Image: ‘I Goat’ sculpture by Kenny Hunter in Spitalfields Market, London.
Charles Saumarez-Smith, British cultural historian, wrote in The Spectator of 17.3.12:
“I have hitherto resisted my wife’s frequent recommendations that I should read a daily blog about the life of the denizens of Spitalfields, but, now that they have been published in book form, I can see why she is such an enthusiast.
The Gentle Author is deliberately anonymous and bases his style on a combination of John Gay and Henry Mayhew, a pseudo-18th-century faux naïf, who wanders round his local neighbourhood collecting the tales of ordinary folk, including the last of the so-called swagmen who has a market stall in Spitalfields, the waiter in an Indian restaurant just off Brick Lane, Fred, who sells chestnuts at the corner of Bell Lane and Wentworth Street, and Paul Gardner, the fourth generation in his family to sell paper bags.
It is astonishing how many small traders survive through several generations and what stories they have to tell, like Maria Pellicci who works a 13-hour shift running her family’s café in the Roman Road, having left Tuscany in 1961. Many of them are immigrants, but they have been sucked into the life of the neighbourhood, sometimes over several generations, and are admirably unembittered about the racial prejudice they met in the 1950s.
There are some people who I would have liked to be included. I’m sorry, for example, that the Gentle Author never managed to interview David London, who ran an old East End tailors in the Bethnal Green Road, supplying suits to Gilbert and George before departing to Spain. And he ought to have caught Richard Naylor, an ex-architect, who established Jones the Dairy as a reincarnation of an old East End food shop in the late 1970s just off Columbia Road.

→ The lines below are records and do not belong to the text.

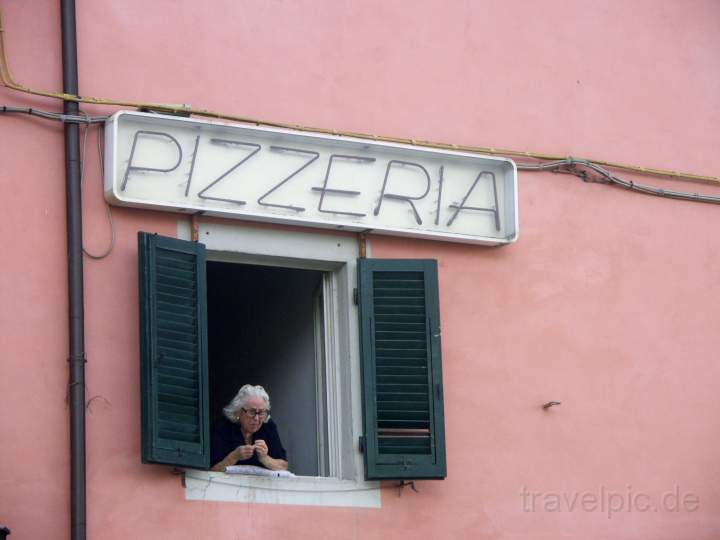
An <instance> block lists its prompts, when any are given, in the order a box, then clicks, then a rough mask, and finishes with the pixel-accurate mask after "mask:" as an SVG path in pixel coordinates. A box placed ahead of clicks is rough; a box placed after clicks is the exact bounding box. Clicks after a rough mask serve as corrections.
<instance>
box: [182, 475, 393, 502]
mask: <svg viewBox="0 0 720 540" xmlns="http://www.w3.org/2000/svg"><path fill="white" fill-rule="evenodd" d="M185 499H186V500H189V501H224V502H244V503H248V502H252V503H259V504H300V505H311V506H344V507H358V508H380V506H381V498H380V482H365V481H354V480H339V479H337V478H325V477H314V476H296V477H294V478H268V477H263V476H249V475H240V474H225V473H222V472H208V471H196V470H187V471H186V472H185Z"/></svg>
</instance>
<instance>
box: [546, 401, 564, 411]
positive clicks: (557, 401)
mask: <svg viewBox="0 0 720 540" xmlns="http://www.w3.org/2000/svg"><path fill="white" fill-rule="evenodd" d="M555 405H560V402H559V401H548V402H547V403H545V404H544V405H543V409H545V410H547V409H549V408H550V407H554V406H555Z"/></svg>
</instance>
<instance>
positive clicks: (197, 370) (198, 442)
mask: <svg viewBox="0 0 720 540" xmlns="http://www.w3.org/2000/svg"><path fill="white" fill-rule="evenodd" d="M138 258H139V263H140V265H139V266H140V372H141V394H142V461H143V462H144V463H166V464H170V465H177V466H183V467H198V468H208V467H209V466H210V436H209V428H208V375H207V305H206V284H205V246H204V245H203V244H198V243H195V242H186V241H183V240H177V239H175V238H166V237H163V236H158V235H155V234H148V233H143V232H141V233H139V234H138Z"/></svg>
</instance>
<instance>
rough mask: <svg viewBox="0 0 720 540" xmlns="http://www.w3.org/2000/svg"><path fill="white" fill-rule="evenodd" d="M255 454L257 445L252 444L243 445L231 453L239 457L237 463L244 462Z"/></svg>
mask: <svg viewBox="0 0 720 540" xmlns="http://www.w3.org/2000/svg"><path fill="white" fill-rule="evenodd" d="M253 452H255V445H252V444H243V445H241V446H238V447H237V448H236V449H235V450H233V451H232V452H231V454H232V455H233V456H234V457H237V459H236V460H235V461H244V460H246V459H250V458H251V457H252V455H253Z"/></svg>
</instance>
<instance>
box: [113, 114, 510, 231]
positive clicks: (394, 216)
mask: <svg viewBox="0 0 720 540" xmlns="http://www.w3.org/2000/svg"><path fill="white" fill-rule="evenodd" d="M105 133H106V141H105V155H106V159H105V197H106V200H107V201H108V202H109V203H111V204H116V205H121V206H133V207H139V208H153V209H158V210H167V211H173V212H183V213H201V214H204V215H210V216H222V217H228V218H236V219H244V220H253V221H265V222H273V223H284V224H291V225H301V226H308V227H322V228H334V229H341V230H349V231H368V232H373V233H378V234H389V235H397V236H412V237H419V238H430V239H437V240H446V241H454V242H466V243H472V244H489V245H498V244H507V243H511V242H514V241H515V240H516V239H517V236H518V214H517V169H516V167H515V164H514V162H513V161H512V160H510V159H505V158H498V157H488V156H482V155H478V154H472V153H466V152H455V151H447V150H436V149H431V148H422V147H416V146H411V145H403V144H395V143H386V142H378V141H373V140H369V139H359V138H350V137H344V136H334V135H322V134H316V133H308V132H303V131H294V130H288V129H279V128H270V127H257V126H254V125H244V124H227V123H220V122H208V121H201V120H195V119H190V118H181V117H172V116H162V115H156V114H148V113H140V112H129V111H120V112H118V113H116V114H114V115H113V116H112V117H111V118H110V119H109V120H108V121H107V123H106V130H105Z"/></svg>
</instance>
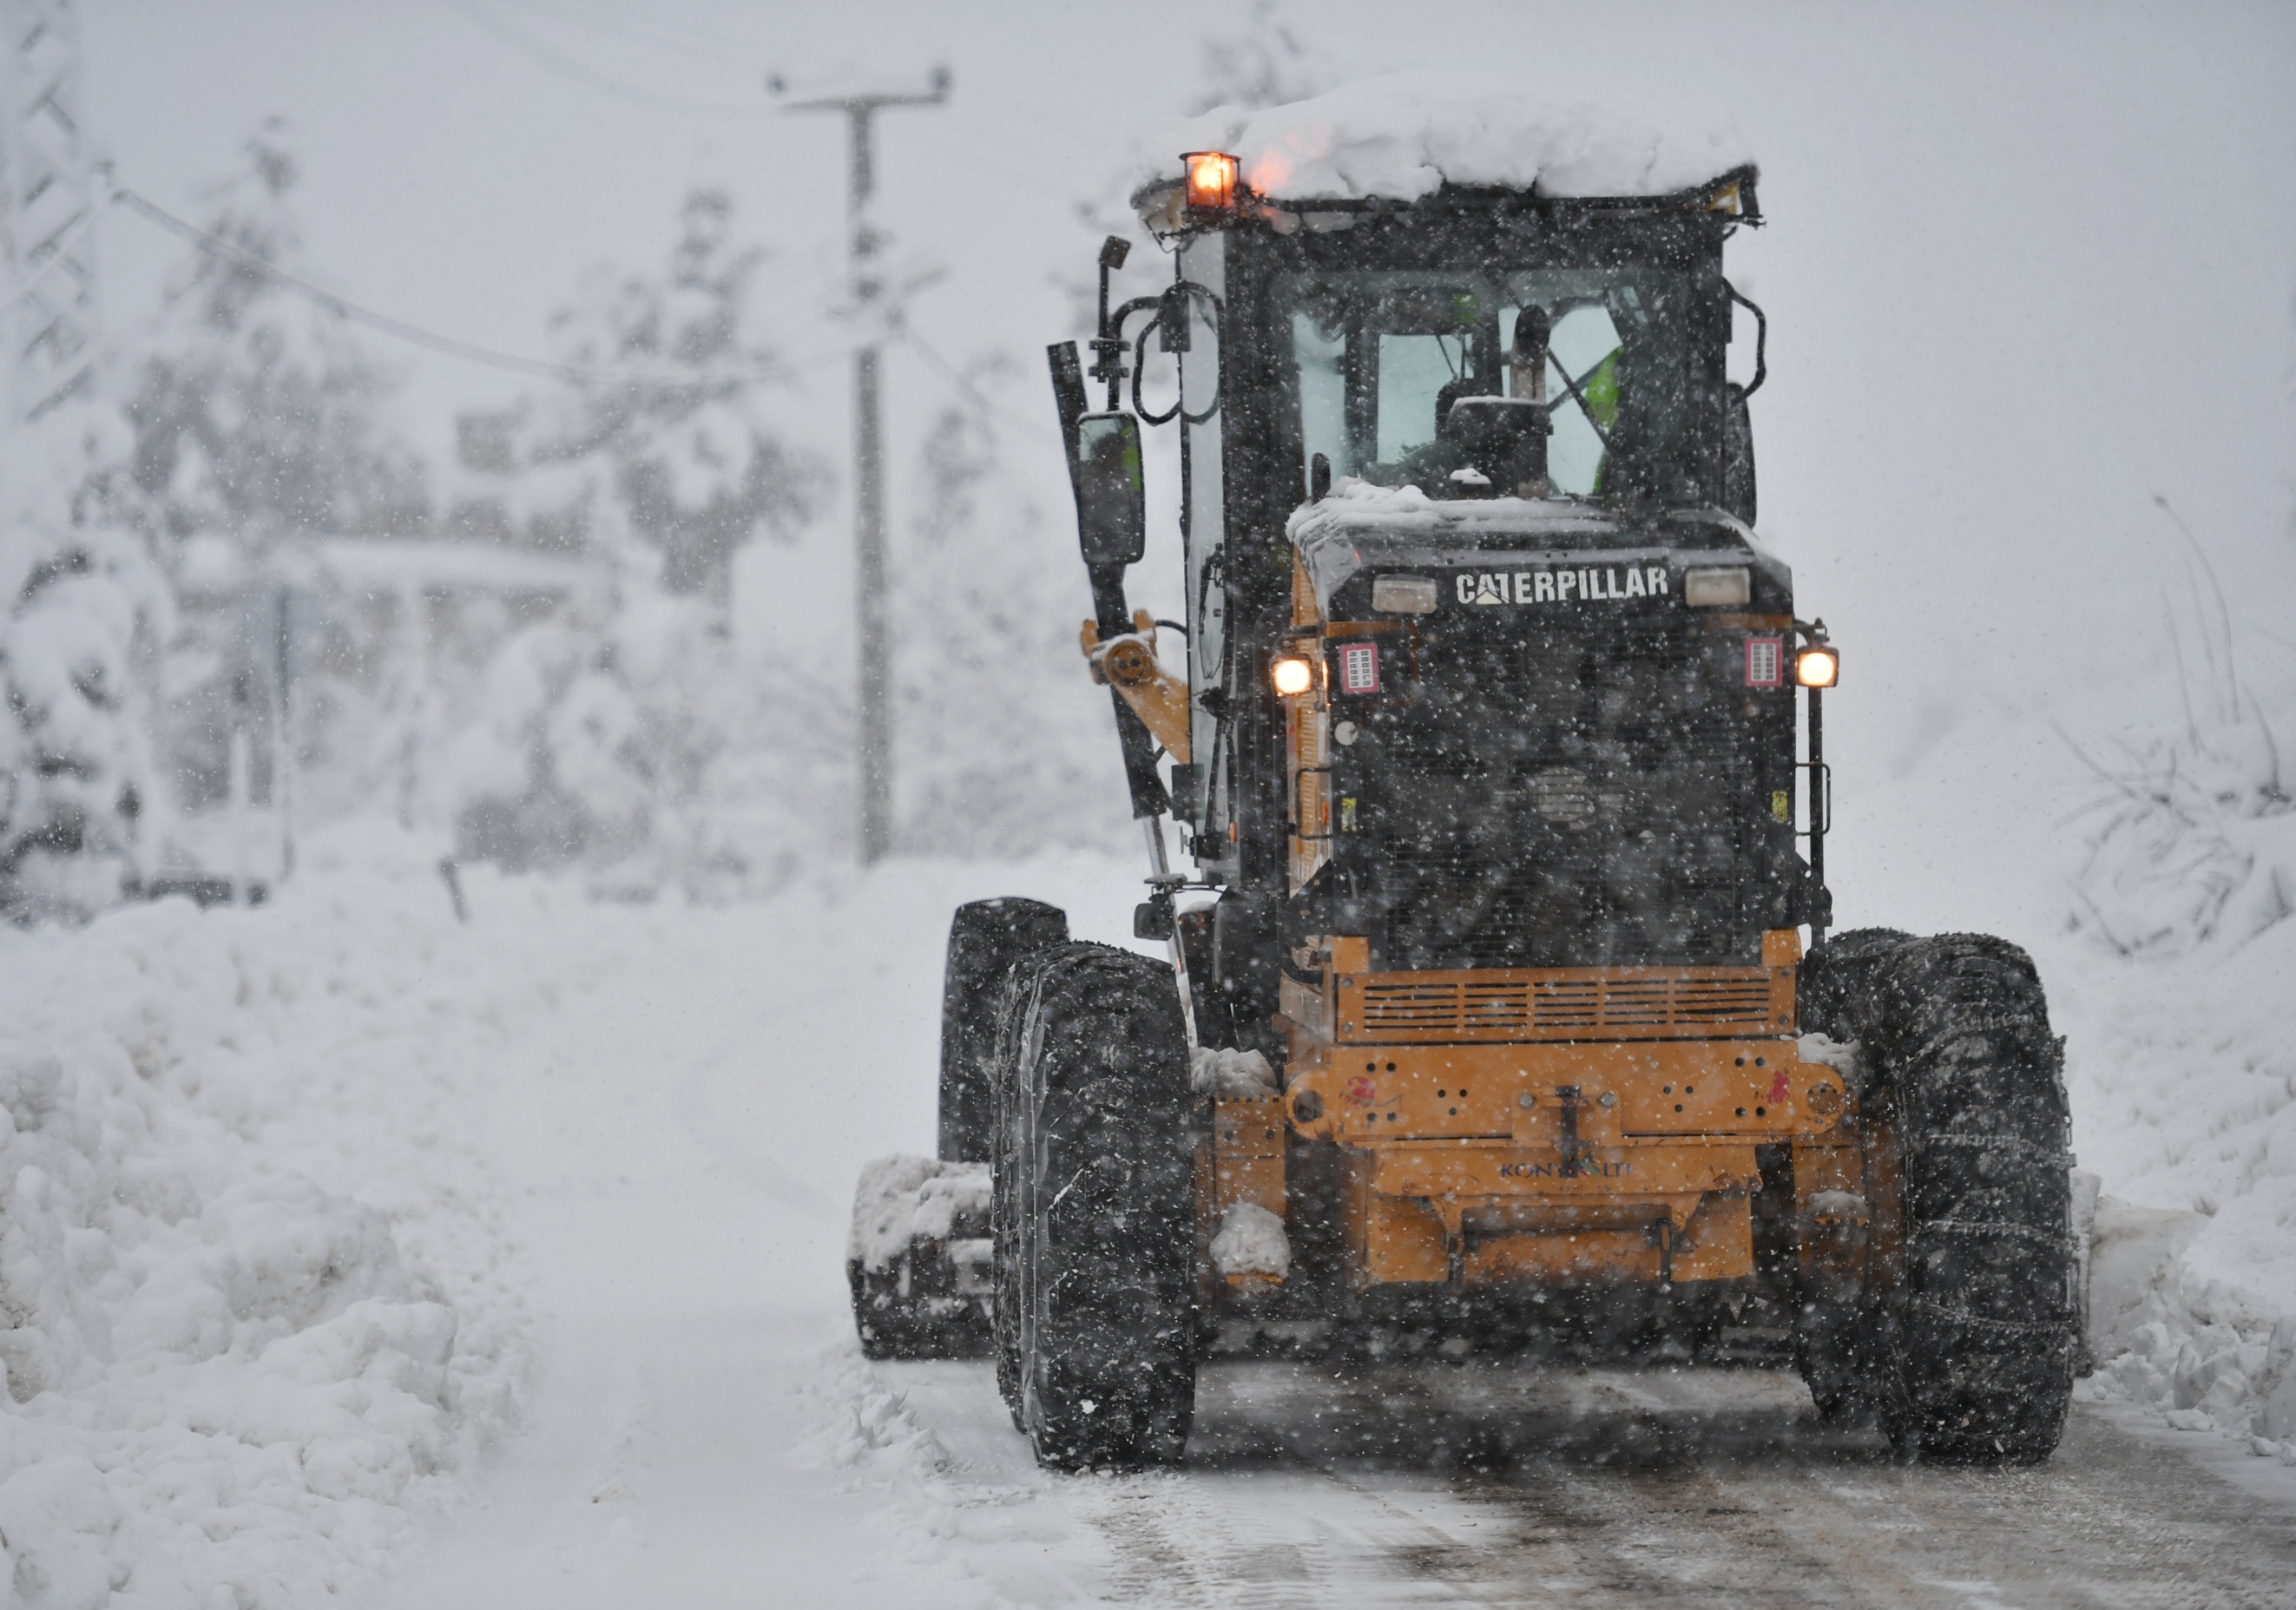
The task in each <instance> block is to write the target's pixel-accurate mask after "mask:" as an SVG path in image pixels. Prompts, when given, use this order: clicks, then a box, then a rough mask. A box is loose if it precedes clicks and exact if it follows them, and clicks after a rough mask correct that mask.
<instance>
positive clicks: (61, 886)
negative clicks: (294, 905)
mask: <svg viewBox="0 0 2296 1610" xmlns="http://www.w3.org/2000/svg"><path fill="white" fill-rule="evenodd" d="M126 446H129V443H126V432H124V429H122V425H119V416H117V411H113V409H106V407H103V404H99V402H87V400H83V402H71V404H67V407H62V409H55V411H53V413H48V416H46V418H41V420H37V423H34V425H25V427H18V429H11V432H7V434H5V436H0V599H5V604H0V675H5V696H7V710H5V714H0V912H7V914H14V916H39V914H78V912H90V910H96V907H101V905H108V903H113V900H117V898H119V893H122V884H124V882H129V880H133V877H135V875H140V873H142V870H145V861H147V857H149V845H147V843H145V831H142V822H145V811H147V806H149V799H152V756H149V746H147V737H145V735H147V730H149V698H147V689H149V680H152V675H149V673H152V661H154V655H156V643H158V636H161V634H163V632H165V625H168V588H165V581H163V576H161V570H158V565H156V563H154V558H152V551H149V547H147V542H145V537H142V535H140V533H135V531H131V528H126V526H124V524H122V521H119V485H117V475H115V471H113V466H117V464H119V462H124V457H126Z"/></svg>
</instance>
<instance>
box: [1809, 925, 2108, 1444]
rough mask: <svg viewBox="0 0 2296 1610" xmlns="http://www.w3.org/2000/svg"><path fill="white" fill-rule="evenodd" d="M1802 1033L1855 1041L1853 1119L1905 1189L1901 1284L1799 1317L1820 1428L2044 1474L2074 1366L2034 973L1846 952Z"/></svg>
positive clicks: (1809, 989)
mask: <svg viewBox="0 0 2296 1610" xmlns="http://www.w3.org/2000/svg"><path fill="white" fill-rule="evenodd" d="M1812 974H1814V976H1812V978H1809V990H1807V1015H1805V1027H1809V1029H1818V1031H1823V1034H1828V1036H1832V1038H1837V1040H1860V1043H1862V1045H1864V1056H1867V1089H1864V1091H1862V1093H1860V1112H1862V1116H1864V1119H1867V1121H1869V1123H1883V1125H1890V1130H1892V1137H1894V1148H1896V1162H1899V1169H1901V1178H1903V1270H1901V1284H1899V1286H1896V1288H1894V1291H1892V1288H1883V1291H1871V1293H1869V1295H1867V1298H1864V1300H1860V1302H1855V1305H1841V1302H1816V1305H1812V1309H1807V1311H1805V1328H1802V1350H1805V1364H1802V1373H1805V1378H1807V1380H1809V1387H1812V1396H1814V1399H1816V1401H1818V1412H1821V1415H1825V1417H1828V1419H1848V1417H1853V1415H1855V1412H1874V1415H1878V1419H1880V1424H1883V1429H1885V1431H1890V1438H1892V1440H1894V1442H1899V1445H1910V1447H1915V1449H1919V1452H1922V1456H1924V1458H1931V1461H1940V1463H2018V1465H2030V1463H2039V1461H2043V1458H2048V1456H2050V1452H2055V1447H2057V1438H2060V1435H2062V1431H2064V1415H2066V1408H2069V1403H2071V1392H2073V1367H2076V1360H2078V1344H2080V1337H2078V1314H2076V1300H2073V1295H2076V1293H2073V1279H2076V1249H2073V1229H2071V1176H2069V1155H2066V1128H2069V1114H2066V1098H2064V1043H2062V1040H2057V1038H2055V1036H2053V1034H2050V1027H2048V1001H2046V999H2043V992H2041V981H2039V976H2037V974H2034V967H2032V960H2030V958H2027V955H2025V953H2023V951H2020V949H2016V946H2014V944H2007V942H2002V939H1991V937H1984V935H1940V937H1936V939H1908V937H1906V935H1894V932H1885V930H1867V932H1853V935H1844V937H1841V939H1839V942H1835V944H1830V946H1828V951H1825V953H1823V958H1816V965H1814V967H1812Z"/></svg>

Some of the stories are incredibly moving, like the account of Joan Rose, who was brought up living poor in the Boundary Estate, where her father ran a greengrocers in Calvert Avenue, before moving to Blackpool in the war and became a teacher in Becontree. She comes back to visit Leila’s, which is now once again a greengrocers in Calvert Avenue.
Gradually, and without necessarily meaning to, the Gentle Author builds up a convincing picture of urban life below the radar of the urban sociologist, demonstrating far more convincingly than an economic historian how cities are dependent not just on big supermarkets, but on the hard work of small traders, working long hours, like the motor mechanics in the railway arches under the tracks leading into Liverpool Street who keep taxis on the road. They all have their tales to tell and they are often surprisingly eloquent about their abnegation of the profit motive, working for the love of it and from a sense of inherited duty.
Indeed, the Gentle Author has a philosophy of respect for these small traders which he describes in the entry for the man who sells paper bags: ‘His is a more equitable version of capitalism tempered by mutual respect and a belief in the essential goodness rather than the essential greediness of people’. Perhaps this is what Cameron means when he talks of the big society.
It’s not quite clear why the Gentle Author has decided to collect these stories. He’s not a professional sociologist or an urban philosopher, just someone with an endless curiosity about tales of ordinary life, a blogger. It gives his narrative an admirably dispassionate quality, like a modern-day August Sander and his photographs are reminiscent of Sander. His accounts should be enjoyed (as they are intended to be) as relics of ordinary lives, demonstrating how the ordinary is so often extraordinary on close inspection.
The book reminds me of my own trips wandering round the East End in the early 1970s, armed with Ian Nairn’s London and Geoffrey Fletcher’s The London Nobody Knows. Indeed, the Gentle Author has more than a touch of Geoffrey Fletcher in his ability to seek out the elegiac in the back streets of Spitalfields before it is overwhelmed by a tidal wave of gentrification and now high fashion, which is sweeping into Redchurch Street and converting every shop into a West End boutique.”